At some point I realized that I did not want to fill my studio or any public space with dystopic images. For years I have understood that voicing my despair may be therapeutic for me, but it rarely activates others in powerful ways. So I encouraged myself to make beauty that speaks about this precious moment, a beauty that expresses my gratitude for the sweet, imperfect contradictions in this life. In other words, when I began to open to the suffering, the grief of losing so much, somehow I found that beauty emerged.
I started listening to Joanna Macy (one of my early teachers) while I worked. In her talks and her writings she discusses the “Great Turning” and what might be necessary to shift our world into one that is concerned about future generations. She talks about the legacy we are leaving the future beings and she does it in a way that resonates deeply. I began to meditate on those generations to come, the ones that will be contending with a radioactive planet with fewer species and less access to clean water, clean air, topsoil, healthy food, shelter and any sort of well being. As I was stitching, I allowed images to dance, like hidden energy behind each curtain; images of people connecting through their pain to morph into vast networks of people educating each other, finding new tools for creating a just & healed planet, bubbling and juicy with diversity, fertility and possibility. I imagined people all over the planet turning their shared grief and gratitude into a resonant and luscious chorus that cannot be silenced until the shift occurs.
The twelve hanging altars were birthed almost simultaneously, in the sense that I worked on them all at the same time. The first to appear complete was in honor of honeybees, and then monarch butterflies arrived. Over the course of three months, altars to honor old growth trees, clean water, indigenous cultures, clean air, creatures of the land, the winged ones, clean energy, creatures of the sea, fertile soil and human beings emerged. Although there is so much more to mourn and experience with gratitude, I felt complete with this chapter.

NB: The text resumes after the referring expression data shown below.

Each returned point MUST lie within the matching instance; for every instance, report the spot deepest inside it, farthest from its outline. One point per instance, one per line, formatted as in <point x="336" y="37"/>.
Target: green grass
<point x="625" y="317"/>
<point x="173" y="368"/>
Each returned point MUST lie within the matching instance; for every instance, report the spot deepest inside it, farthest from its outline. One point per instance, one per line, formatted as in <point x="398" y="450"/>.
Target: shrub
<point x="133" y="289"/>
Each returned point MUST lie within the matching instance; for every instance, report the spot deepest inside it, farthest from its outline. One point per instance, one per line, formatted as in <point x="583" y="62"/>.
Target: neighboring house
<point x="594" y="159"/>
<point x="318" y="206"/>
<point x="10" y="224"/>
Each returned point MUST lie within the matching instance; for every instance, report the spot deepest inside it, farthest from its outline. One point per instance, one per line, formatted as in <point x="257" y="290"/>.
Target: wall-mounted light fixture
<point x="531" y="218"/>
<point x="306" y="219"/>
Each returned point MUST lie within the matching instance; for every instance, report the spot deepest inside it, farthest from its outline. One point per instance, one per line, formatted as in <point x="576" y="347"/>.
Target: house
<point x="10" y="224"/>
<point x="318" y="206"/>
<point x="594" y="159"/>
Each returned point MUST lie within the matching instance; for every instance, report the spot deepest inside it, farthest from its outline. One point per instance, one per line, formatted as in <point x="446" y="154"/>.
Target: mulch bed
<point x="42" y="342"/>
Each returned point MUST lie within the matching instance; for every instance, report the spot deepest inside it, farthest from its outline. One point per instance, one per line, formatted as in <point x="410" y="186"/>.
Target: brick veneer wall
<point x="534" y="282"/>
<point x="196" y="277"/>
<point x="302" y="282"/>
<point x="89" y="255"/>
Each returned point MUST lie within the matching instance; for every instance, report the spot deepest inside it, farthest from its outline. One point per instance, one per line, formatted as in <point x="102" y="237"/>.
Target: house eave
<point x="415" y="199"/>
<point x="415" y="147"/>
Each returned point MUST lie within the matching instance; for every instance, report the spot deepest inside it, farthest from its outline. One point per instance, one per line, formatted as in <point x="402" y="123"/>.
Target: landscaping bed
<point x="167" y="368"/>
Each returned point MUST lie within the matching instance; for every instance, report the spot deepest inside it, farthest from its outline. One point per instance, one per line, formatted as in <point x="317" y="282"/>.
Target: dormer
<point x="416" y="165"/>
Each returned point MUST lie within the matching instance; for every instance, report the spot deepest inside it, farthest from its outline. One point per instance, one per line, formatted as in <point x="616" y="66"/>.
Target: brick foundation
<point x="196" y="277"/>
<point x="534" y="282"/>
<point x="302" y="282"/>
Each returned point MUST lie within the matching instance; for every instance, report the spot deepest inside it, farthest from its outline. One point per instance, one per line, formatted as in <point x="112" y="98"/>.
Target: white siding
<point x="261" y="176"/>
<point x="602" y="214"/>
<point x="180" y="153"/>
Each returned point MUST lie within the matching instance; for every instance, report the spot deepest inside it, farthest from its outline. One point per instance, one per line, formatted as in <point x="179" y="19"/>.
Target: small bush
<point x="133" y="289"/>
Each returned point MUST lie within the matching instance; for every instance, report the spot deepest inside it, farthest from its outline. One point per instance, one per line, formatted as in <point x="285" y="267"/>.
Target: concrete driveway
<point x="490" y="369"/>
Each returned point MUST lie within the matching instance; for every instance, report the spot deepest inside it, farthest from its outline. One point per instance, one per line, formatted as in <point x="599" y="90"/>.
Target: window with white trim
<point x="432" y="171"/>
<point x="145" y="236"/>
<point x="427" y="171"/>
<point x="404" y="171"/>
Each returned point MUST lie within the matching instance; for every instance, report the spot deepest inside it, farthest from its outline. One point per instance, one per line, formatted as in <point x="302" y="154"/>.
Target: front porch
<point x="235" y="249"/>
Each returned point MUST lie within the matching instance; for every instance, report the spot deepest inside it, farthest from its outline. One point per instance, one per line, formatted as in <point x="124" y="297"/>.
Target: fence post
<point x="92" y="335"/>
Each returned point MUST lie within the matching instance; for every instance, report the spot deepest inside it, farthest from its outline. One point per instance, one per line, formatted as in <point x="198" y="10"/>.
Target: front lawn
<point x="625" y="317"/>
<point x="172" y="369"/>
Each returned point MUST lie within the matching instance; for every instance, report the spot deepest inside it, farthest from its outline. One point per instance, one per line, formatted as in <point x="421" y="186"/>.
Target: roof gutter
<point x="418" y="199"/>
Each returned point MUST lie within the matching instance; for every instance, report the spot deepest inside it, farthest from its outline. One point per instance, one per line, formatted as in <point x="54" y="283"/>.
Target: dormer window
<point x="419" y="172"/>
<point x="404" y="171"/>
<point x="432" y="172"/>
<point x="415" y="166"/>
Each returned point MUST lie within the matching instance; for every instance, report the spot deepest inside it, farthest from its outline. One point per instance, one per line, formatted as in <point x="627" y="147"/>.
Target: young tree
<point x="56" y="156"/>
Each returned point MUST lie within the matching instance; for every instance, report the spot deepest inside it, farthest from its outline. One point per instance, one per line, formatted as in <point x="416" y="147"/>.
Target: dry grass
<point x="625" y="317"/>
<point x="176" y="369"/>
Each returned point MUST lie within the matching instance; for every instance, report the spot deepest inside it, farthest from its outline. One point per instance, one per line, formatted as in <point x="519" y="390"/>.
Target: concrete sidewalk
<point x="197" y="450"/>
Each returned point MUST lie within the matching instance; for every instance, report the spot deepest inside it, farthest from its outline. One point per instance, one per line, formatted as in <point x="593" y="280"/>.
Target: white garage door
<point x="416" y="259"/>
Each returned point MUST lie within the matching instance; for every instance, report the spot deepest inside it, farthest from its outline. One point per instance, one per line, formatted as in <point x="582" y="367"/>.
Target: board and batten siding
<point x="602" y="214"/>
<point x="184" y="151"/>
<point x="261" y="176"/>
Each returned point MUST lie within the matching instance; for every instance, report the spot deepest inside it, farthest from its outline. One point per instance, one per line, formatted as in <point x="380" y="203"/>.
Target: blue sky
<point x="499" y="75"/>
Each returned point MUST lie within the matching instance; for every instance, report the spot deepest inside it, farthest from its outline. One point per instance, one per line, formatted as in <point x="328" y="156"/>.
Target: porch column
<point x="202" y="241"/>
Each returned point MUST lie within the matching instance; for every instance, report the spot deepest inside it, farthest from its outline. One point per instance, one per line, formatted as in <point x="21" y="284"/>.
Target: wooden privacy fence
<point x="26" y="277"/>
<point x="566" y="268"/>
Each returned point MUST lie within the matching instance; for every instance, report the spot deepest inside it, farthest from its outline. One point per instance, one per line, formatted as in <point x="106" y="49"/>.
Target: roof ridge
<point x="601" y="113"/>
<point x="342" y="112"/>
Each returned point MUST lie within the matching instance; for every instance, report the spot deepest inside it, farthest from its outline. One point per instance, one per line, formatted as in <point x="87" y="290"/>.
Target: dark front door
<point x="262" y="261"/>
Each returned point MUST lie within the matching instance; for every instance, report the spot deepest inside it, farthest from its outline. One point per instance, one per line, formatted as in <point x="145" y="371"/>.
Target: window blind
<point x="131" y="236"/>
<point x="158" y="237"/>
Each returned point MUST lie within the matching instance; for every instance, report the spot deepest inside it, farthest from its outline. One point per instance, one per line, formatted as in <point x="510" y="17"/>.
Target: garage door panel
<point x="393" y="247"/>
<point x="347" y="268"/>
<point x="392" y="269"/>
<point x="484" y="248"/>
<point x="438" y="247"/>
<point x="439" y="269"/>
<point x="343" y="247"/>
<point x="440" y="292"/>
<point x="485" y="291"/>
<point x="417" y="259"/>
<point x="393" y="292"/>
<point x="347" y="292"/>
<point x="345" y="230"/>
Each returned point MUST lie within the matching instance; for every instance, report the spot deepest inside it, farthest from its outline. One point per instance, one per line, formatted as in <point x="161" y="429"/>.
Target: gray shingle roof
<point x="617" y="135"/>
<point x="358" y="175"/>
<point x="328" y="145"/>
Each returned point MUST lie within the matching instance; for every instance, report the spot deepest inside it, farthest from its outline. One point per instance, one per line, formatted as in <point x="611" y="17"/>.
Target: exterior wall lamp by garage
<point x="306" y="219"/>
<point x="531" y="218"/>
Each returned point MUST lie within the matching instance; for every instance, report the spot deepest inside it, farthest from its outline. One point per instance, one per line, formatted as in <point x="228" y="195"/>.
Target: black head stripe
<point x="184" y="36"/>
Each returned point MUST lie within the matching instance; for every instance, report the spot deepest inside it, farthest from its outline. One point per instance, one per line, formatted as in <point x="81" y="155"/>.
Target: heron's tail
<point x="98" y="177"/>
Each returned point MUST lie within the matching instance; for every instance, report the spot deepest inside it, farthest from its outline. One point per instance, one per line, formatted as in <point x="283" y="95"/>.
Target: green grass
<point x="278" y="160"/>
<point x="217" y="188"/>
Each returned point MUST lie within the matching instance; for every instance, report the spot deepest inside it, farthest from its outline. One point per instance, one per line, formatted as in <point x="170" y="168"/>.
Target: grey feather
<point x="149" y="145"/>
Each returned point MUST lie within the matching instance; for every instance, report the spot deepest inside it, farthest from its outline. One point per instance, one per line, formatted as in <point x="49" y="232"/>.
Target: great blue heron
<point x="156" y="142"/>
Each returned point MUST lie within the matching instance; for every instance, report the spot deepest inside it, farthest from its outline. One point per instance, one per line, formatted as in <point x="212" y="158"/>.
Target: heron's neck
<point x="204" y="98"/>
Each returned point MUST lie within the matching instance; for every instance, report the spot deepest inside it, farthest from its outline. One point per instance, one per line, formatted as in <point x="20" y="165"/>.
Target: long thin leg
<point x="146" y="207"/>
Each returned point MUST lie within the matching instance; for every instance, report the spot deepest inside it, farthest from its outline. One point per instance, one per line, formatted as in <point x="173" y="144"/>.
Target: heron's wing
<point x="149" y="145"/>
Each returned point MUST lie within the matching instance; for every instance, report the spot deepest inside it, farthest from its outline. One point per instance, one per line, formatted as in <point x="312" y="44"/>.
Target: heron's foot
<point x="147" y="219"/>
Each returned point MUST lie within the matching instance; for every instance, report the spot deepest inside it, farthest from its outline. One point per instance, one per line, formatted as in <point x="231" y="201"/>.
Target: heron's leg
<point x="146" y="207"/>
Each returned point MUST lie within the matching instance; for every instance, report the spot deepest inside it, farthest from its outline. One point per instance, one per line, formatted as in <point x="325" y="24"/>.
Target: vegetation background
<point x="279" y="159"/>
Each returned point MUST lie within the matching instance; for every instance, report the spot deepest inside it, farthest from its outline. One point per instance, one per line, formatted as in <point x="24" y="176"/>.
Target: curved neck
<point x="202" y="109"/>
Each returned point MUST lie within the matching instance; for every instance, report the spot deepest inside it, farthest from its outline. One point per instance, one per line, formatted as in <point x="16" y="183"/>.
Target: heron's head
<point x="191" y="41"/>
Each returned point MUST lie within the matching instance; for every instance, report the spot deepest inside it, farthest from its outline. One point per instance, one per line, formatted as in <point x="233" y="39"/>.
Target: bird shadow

When the altars are on display, the audience has an opportunity to share stories of their own grief and gratitude on a piece of tracing paper. A basket of small stones sits nearby. Contributors leave their “trace” under a stone at the foot of each wall hanging/altar. Visitors can read the contributions of others, each person bending down and moving stones as they do this.
As Alice Walker says, "For we can do nothing substantial toward changing our course on the planet, a destructive one, without rousing ourselves, individual by individual, and bringing our small, imperfect stones to the pile."